The Tomb of Askia for its part is a towering pyramidal structure erected out of mud more than 500 years ago to commemorate the burial site of a famous emperor. It is described by UNESCO on its website as bearing testimony "to the power and riches of the empire that flourished in the 15th and 16th centuries through its control of the trans-Saharan trade." Both sites are examples of the monumental mud-building traditions of the West African Sahel, the agency said.
The tomb is located in Gao - a town that has in recent weeks been controlled both by Islamist gunmen who represent an offshoot of al-Qaeda as well as Tuareg rebels.

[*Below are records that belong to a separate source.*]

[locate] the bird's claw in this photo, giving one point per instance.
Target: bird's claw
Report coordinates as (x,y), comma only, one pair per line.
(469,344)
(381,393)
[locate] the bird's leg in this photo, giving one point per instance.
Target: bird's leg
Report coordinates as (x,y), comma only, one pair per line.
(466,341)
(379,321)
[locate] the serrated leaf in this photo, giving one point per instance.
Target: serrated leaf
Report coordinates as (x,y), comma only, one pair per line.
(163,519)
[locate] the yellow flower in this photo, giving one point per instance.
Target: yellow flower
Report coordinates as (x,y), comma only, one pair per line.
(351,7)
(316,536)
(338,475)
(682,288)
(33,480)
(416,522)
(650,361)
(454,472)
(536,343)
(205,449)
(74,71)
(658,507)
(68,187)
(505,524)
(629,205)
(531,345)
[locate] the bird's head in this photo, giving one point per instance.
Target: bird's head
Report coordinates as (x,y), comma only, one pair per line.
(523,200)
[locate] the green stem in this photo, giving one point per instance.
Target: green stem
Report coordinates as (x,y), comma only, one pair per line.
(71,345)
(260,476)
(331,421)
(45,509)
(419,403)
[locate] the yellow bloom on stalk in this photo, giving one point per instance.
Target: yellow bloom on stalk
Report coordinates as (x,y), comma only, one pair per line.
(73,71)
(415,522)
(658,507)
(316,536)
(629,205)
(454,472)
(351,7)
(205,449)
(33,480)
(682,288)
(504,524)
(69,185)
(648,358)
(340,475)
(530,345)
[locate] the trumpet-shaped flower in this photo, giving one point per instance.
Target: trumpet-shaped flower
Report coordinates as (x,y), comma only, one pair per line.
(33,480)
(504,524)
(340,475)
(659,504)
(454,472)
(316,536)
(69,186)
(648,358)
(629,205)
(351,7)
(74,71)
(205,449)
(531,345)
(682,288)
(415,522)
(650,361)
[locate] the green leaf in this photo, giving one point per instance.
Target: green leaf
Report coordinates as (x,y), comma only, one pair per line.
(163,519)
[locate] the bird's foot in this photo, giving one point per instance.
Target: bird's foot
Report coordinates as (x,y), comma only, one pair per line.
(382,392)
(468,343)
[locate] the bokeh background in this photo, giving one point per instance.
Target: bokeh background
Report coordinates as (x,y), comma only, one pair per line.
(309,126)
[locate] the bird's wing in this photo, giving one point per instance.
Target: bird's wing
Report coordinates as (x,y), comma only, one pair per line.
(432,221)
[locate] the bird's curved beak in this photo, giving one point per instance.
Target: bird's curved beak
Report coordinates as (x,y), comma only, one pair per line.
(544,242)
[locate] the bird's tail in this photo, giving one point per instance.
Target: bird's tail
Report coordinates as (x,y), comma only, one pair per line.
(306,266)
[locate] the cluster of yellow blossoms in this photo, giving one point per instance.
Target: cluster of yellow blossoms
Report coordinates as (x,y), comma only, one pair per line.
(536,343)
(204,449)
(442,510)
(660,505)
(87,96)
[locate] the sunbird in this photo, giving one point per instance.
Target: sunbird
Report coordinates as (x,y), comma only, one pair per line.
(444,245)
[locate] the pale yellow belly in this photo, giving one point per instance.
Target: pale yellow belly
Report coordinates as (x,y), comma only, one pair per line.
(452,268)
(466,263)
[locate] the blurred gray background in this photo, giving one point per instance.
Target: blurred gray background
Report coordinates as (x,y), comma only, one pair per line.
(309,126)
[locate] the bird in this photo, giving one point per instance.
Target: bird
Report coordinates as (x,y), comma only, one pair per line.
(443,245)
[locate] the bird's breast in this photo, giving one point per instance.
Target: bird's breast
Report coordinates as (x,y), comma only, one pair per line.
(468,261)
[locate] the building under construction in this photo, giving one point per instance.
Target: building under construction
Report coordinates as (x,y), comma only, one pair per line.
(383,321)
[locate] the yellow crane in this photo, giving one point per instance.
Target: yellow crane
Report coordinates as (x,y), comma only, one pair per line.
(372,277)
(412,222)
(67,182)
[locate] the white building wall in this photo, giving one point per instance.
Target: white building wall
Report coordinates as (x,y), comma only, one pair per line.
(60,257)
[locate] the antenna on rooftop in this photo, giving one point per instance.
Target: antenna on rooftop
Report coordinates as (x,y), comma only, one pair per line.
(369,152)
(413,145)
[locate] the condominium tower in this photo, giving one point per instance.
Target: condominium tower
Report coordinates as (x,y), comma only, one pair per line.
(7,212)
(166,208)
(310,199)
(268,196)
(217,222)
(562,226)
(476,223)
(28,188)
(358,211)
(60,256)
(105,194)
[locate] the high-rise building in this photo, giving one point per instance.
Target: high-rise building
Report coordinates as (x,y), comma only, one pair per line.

UNESCO's world heritage committee said during its meeting in Russia's second city of Saint Petersburg that both sites were now in danger of being looted.
It called on Mali's neighbours "to do all in their power to prevent the trafficking in cultural objects from these sites" and encouraged stronger cooperation in the region.
"There is concern that such objects, notably important ancient manuscripts, be looted and smuggled abroad by unscrupulous dealers," UNESCO said in a statement.